O acordo obriga por exemplo o Canadá, a não adquirir quaisquer produtos que utilizem nomenclaturas próprias de produtos de zonas demarcadas europeias, como o queijo camembert ou presunto de Parma.

E, apesar de aumentar as quotas de aquisição - as exportações de queijo europeu para o Canadá aumentaram de 18,500 toneladas ao ano, para 31 972 toneladas - o CETA não as aboliu.

O CETA não abrange o comércio de serviços - embora exista o reconhecimento mútuo de qualificações, o que facilita a deslocação de profissionais entre ambos mercados de trabalho.

Empresas canadianas podem concorrer ainda a projetos europeus de grande envergadura e existe um acordo do cooperação a nível de normas de construção e de produção, evitando a dupla verificação de qualidade.
O que quer Londres?
O Canadá adotou também algumas das regras da UE em termos de direitos autorais e patentes. Por outro lado, o CETA praticamente não interfere na troca de serviços financeiros - um setor particularmente importante para a economia do Reino Unido.

A Londres serviria sobretudo um acordo "zero quotas, zero tarifas" com a União Europeia. A proximidade faz contudo com que o volume de trocas entre ambos seja muito superior à do Canadá com a UE.

Em 2018, o Reino Unido exportou quase 350 mil milhões de euros em bens e serviços para outros países membros, equivalente a 45 por cento de todas as exportações do país.
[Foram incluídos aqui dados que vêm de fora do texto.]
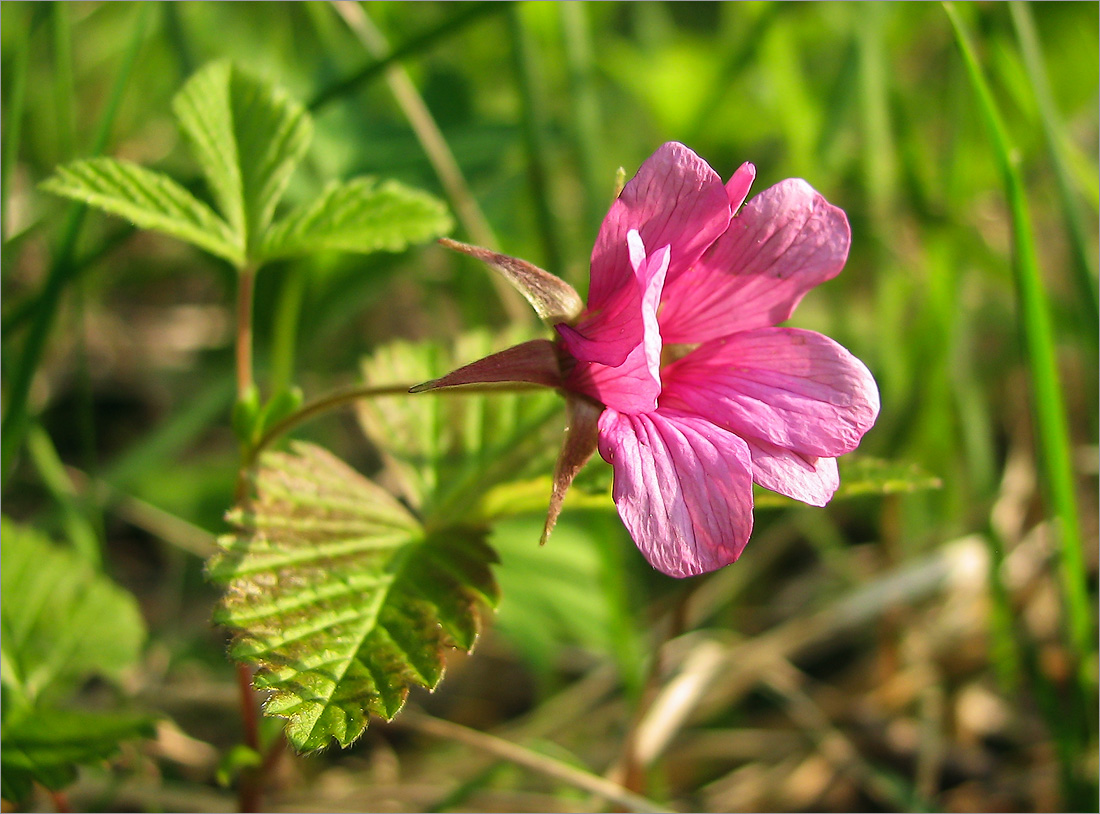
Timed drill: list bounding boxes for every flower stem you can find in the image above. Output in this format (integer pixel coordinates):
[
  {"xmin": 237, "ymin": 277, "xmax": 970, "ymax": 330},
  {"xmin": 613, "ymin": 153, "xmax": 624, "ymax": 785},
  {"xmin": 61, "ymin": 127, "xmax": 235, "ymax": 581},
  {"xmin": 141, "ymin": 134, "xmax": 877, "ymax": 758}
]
[
  {"xmin": 247, "ymin": 382, "xmax": 417, "ymax": 468},
  {"xmin": 235, "ymin": 662, "xmax": 262, "ymax": 813},
  {"xmin": 235, "ymin": 267, "xmax": 256, "ymax": 399},
  {"xmin": 247, "ymin": 380, "xmax": 546, "ymax": 469},
  {"xmin": 47, "ymin": 788, "xmax": 71, "ymax": 813},
  {"xmin": 232, "ymin": 263, "xmax": 263, "ymax": 810}
]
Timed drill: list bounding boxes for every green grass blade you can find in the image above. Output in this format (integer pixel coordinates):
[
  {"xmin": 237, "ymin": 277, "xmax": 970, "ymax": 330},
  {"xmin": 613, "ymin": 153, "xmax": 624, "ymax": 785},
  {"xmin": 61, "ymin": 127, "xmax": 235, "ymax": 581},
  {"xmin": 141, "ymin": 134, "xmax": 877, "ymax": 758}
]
[
  {"xmin": 307, "ymin": 1, "xmax": 511, "ymax": 112},
  {"xmin": 508, "ymin": 4, "xmax": 566, "ymax": 275},
  {"xmin": 51, "ymin": 4, "xmax": 76, "ymax": 161},
  {"xmin": 1008, "ymin": 0, "xmax": 1099, "ymax": 341},
  {"xmin": 559, "ymin": 2, "xmax": 606, "ymax": 240},
  {"xmin": 944, "ymin": 0, "xmax": 1092, "ymax": 685},
  {"xmin": 1, "ymin": 38, "xmax": 29, "ymax": 244},
  {"xmin": 26, "ymin": 424, "xmax": 101, "ymax": 568},
  {"xmin": 1, "ymin": 3, "xmax": 152, "ymax": 489},
  {"xmin": 857, "ymin": 4, "xmax": 898, "ymax": 222},
  {"xmin": 103, "ymin": 378, "xmax": 235, "ymax": 493}
]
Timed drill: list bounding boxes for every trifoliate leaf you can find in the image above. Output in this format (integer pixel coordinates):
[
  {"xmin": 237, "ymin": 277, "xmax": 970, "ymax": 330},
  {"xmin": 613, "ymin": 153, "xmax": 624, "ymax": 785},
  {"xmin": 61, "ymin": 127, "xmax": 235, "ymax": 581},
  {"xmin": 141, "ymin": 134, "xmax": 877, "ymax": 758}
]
[
  {"xmin": 260, "ymin": 177, "xmax": 453, "ymax": 262},
  {"xmin": 172, "ymin": 60, "xmax": 312, "ymax": 258},
  {"xmin": 0, "ymin": 518, "xmax": 146, "ymax": 708},
  {"xmin": 208, "ymin": 442, "xmax": 499, "ymax": 753},
  {"xmin": 1, "ymin": 708, "xmax": 155, "ymax": 804},
  {"xmin": 357, "ymin": 331, "xmax": 562, "ymax": 521},
  {"xmin": 39, "ymin": 158, "xmax": 242, "ymax": 265}
]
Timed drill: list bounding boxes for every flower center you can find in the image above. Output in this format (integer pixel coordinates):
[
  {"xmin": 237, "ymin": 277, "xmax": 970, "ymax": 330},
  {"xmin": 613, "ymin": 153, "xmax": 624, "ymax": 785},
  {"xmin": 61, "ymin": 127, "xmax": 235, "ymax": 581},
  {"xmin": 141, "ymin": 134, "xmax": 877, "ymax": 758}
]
[{"xmin": 660, "ymin": 343, "xmax": 698, "ymax": 369}]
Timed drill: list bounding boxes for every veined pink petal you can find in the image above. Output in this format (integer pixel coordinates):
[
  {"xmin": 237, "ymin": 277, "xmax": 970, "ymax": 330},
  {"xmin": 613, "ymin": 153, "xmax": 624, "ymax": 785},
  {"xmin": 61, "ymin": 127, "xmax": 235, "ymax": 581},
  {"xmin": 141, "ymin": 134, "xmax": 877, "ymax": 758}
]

Importou 429 mil milhões de euros em bens e serviços da UE, correspondente a 53 por cento de todas as suas importações.

Já o Canadá exportou para a UE em 2017, 32 mil milhões de libras em bens e serviços, ou seja 7,9 por cento das suas exportações e importou do bloco europeu 44 mil milhões de euros em bens e serviços, que constituíram 10,5 por cento das suas importações.

Outra hipótese avançada pelo Reino Unido é um acordo de linhas semelhantes as que governam o comércio entre a União Europeia e a Austrália.

Como não existe por enquanto nenhum acordo específico, as regras aplicadas são da Organização Mundial do Comércio, o que equivale a dizer que Londres está disposta a deixar definitivamente o bloco europeu sem qualquer acordo fixado.